Retired Independence Police Chief Tony Lucas has new purpose in Ignition Interlock Program

By Patricia Scheyer
NKyTribune reporter

Former Independence Police Chief Tony Lucas has spent a career in police work, entirely in Independence, where he grew up. Lucas had been “training” for that career since he was a child. When he was about 8, he rode his bike all over and as unofficial patrolman of the bicycles, he saw to it that the other kids followed the rules. And he said he would leave notes on his neighbors’ doors advising them to keep their doors locked.

“When I was 18 I became a volunteer firefighter and I was always right there whenever there was a fire that needed investigation,” he said. “In 1992 I became a police officer.”

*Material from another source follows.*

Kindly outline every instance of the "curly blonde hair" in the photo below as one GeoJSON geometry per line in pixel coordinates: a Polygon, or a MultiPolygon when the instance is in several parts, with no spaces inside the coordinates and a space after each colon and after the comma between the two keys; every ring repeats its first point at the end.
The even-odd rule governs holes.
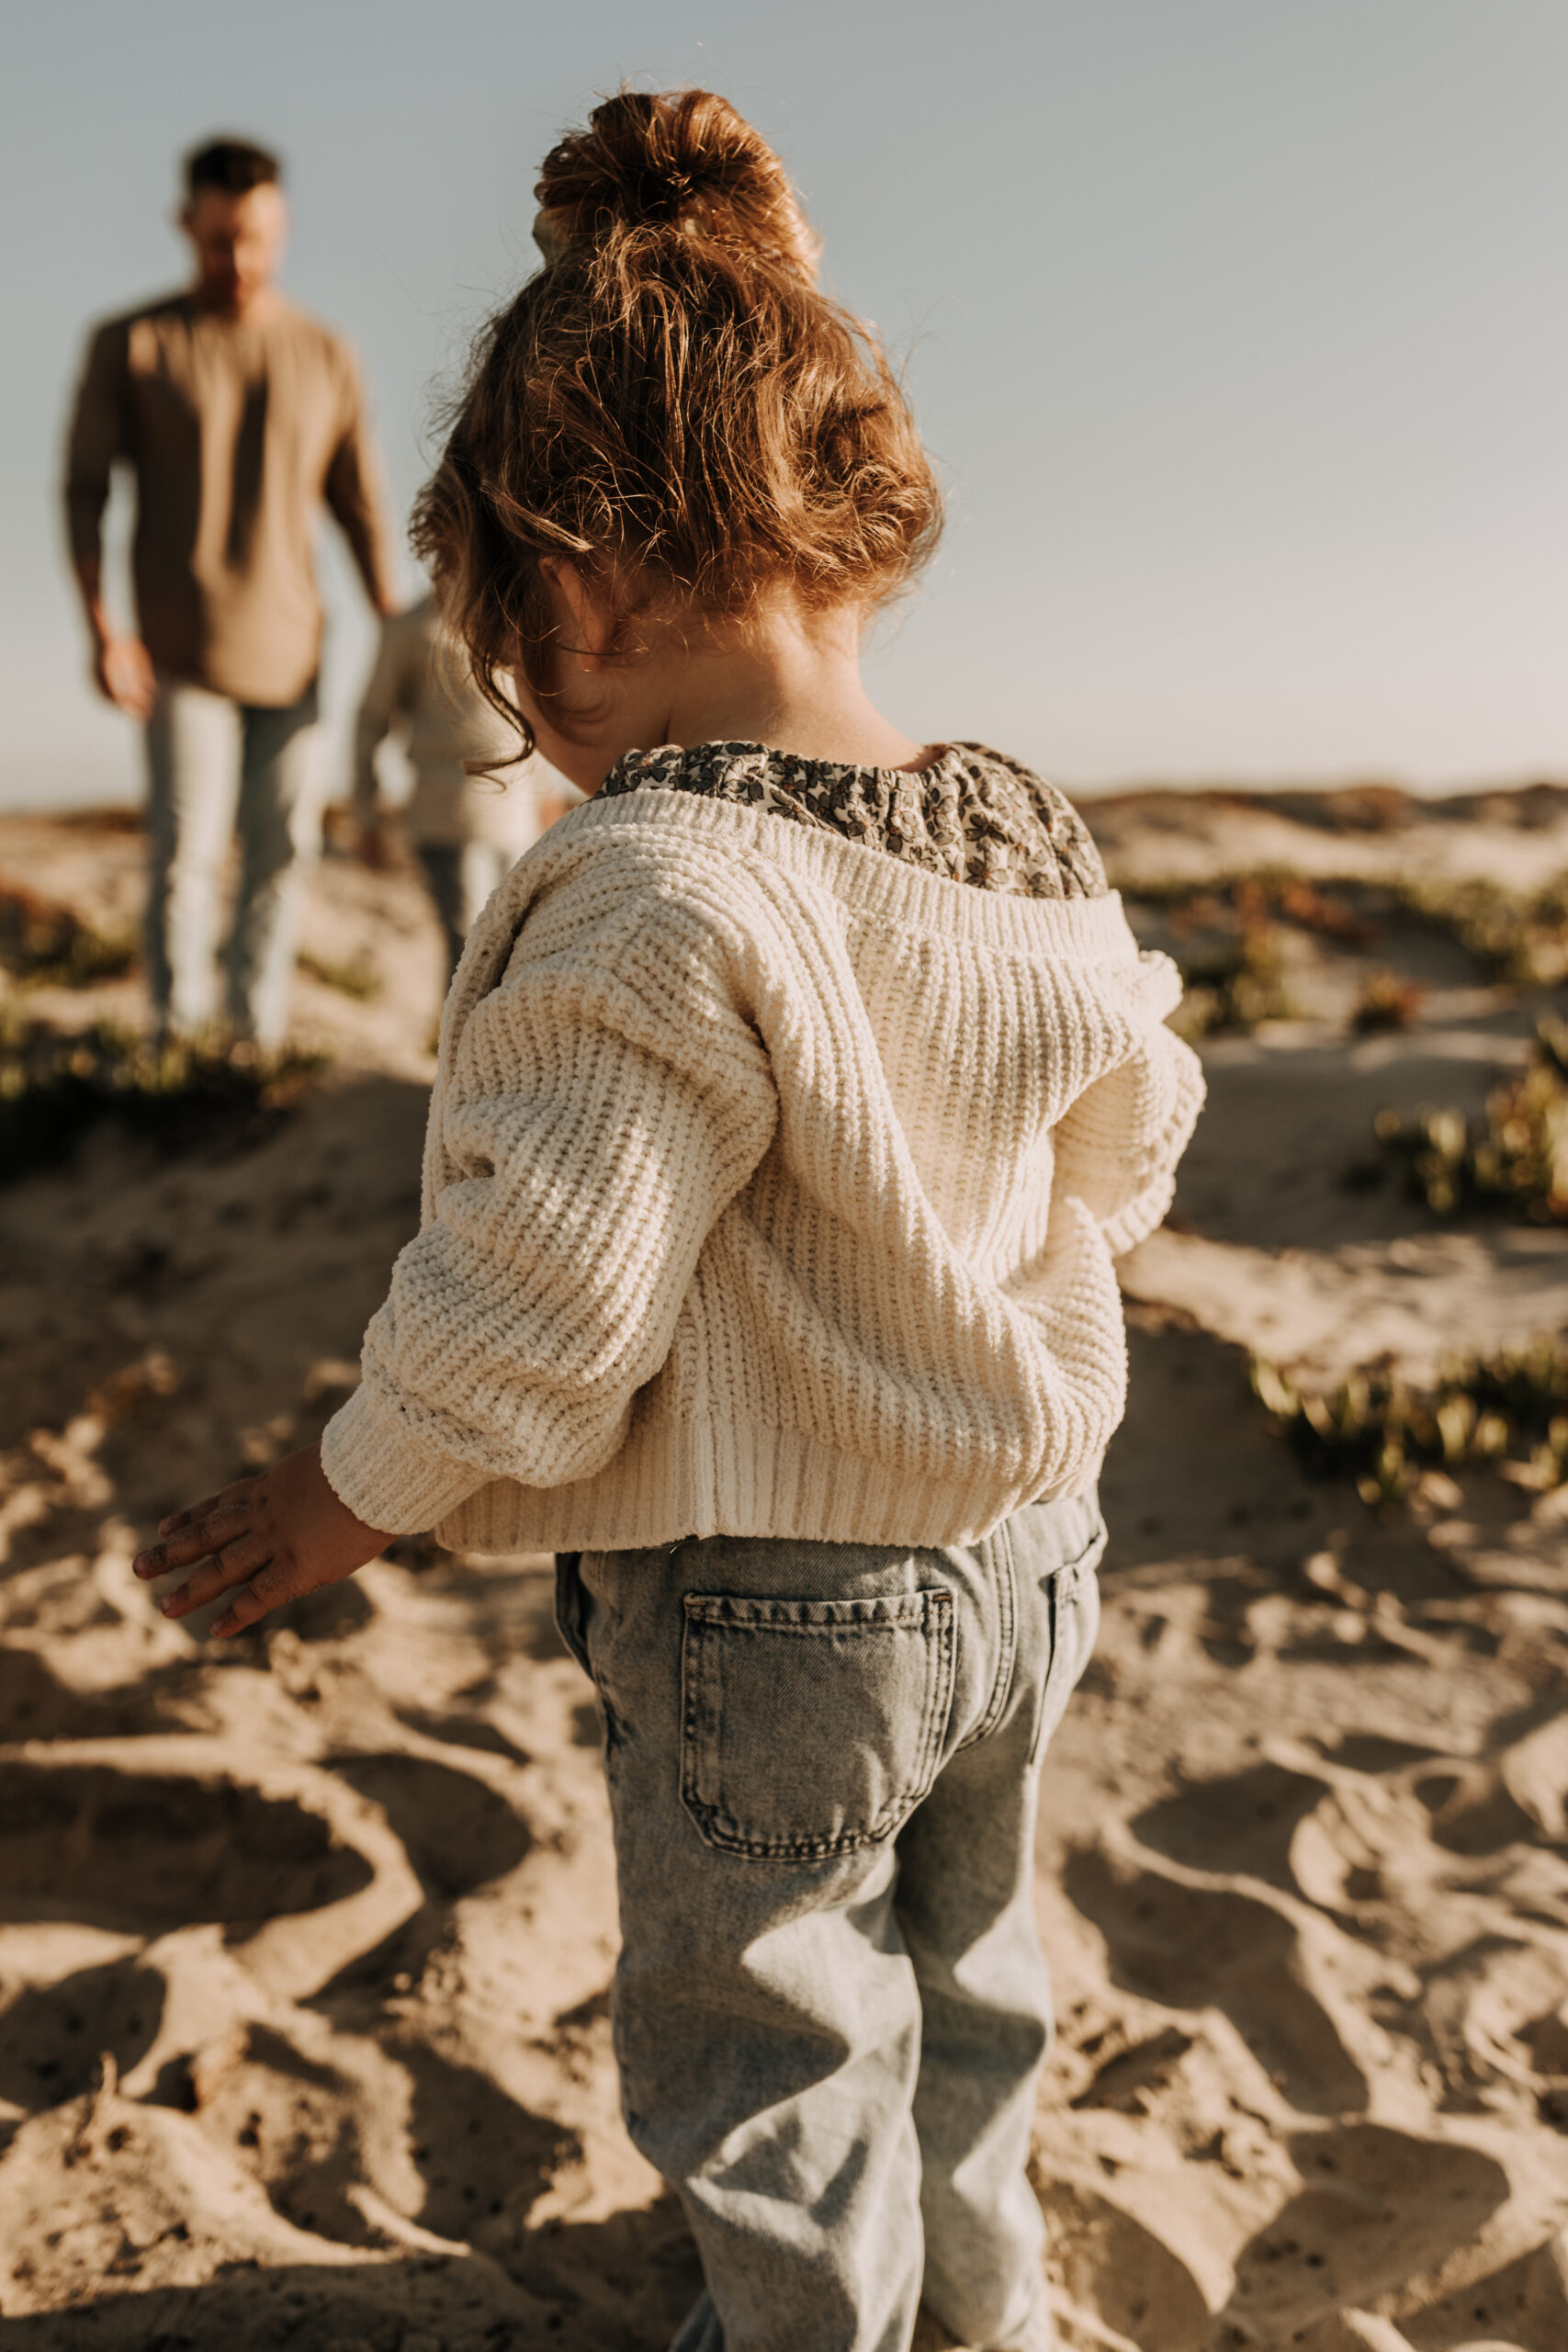
{"type": "Polygon", "coordinates": [[[475,346],[413,543],[474,675],[555,684],[541,559],[615,616],[744,621],[787,584],[871,610],[935,546],[930,460],[874,334],[818,291],[783,165],[705,90],[622,91],[553,148],[536,188],[549,258],[475,346]]]}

Tony Lucas (Photo provided)

He rose through the ranks, holding every position in the force, eventually becoming Chief, a position he held until he retired last July.

“I was looking around for something else to do,” he mused. “It seemed time for me to take on something else.”

In August, Lucas was hired to fill an opening in a program with the state involving interlock ignitions. He is a Law Enforcement Liaison, through the Kentucky Association of Chiefs of Police, working with the Ignition Interlock Program. These devices have been around for a while, but the program to have them installed on cars belonging to people who have had DUI offenses is basically still in its infancy.

“I am very excited to be part of this program because it has tremendous potential to grow all across the state,” he said. “I am a big believer in locking ignitions. When I or my officers would stop people sometimes we would find that they were not supposed to be driving because of DUI offenses, but they were just taking a child to school, or to soccer practice or something involving the family that they have to do. With these devices, people who have had a DUI can continue to live their lives, and the ignition will lock if they blow into it and it registers too high on the alcohol level.”

The systems have undergone security improvements and have to be installed by certain companies that can only charge $135 for the installation. Part of Lucas’ job is to be sure the 110 active locations in the state that install these devices are following the regulations, and are not overcharging for the installation. Only 6 manufacturers are approved to make the devices.

“Sometimes it takes an hour, sometimes three hours, especially for different makes of cars,” he said. “They can install them on electric cars, and even on motorcycles.”

Lucas spoke about a father who installed one on his son’s car when he went to college, so that if his son drank too much, he would not be able to drive his car.

“What we need is a change in legislation so that it becomes mandatory that if you get a DUI, you have to have this installed on your car,” said Lucas. “We’re trying to copy Tennessee. Tennessee has the best program going in the country.”

He said the project has to be teamwork, it is necessary to have partnership with the driver’s license office and with the vendors, and also with Highway Safety. Lucas is working with Kyle Stork, Coordinator of the Highway Safety Department.

The state passed Senate Bill 85 in 2020 which made significant changes to the DUI and Ignition Interlock laws. Now, the Transportation Cabinet delivers a fixed suspension time which is based on the offense. Once the offender has served a portion of the suspension time, he can apply to have an ignition interlock installed on his vehicle.

After 2020 all drunk driver offenders are able to apply for the Kentucky Ignition Interlock program. Offenders do have to complete a 90 to 120 consecutive day period of sober driving during their incentive program in order to have their suspension time shortened.

Offenders pay the $135 to have the device installed, and there are six companies that are certified to install the devices.

More information is available on the state’s website.

Meantime, Lucas is busy training, inspecting, driving and making acquaintances and friends.

His two sons, Drew and Chad are grown, and he now has three grandchildren to keep him busy at home. His wife, Lori, is supportive of his new career and sometimes she can go with him on trips.

“It is challenging,” he admitted. “I put 2000 to 3000 miles on the car every month. The friendships I’ve made — I must have 500 business cards since I started. I really miss the people and the Independence community, but now I have a much bigger community. I like the challenge and I like that I am helping to move a worthwhile program forward.”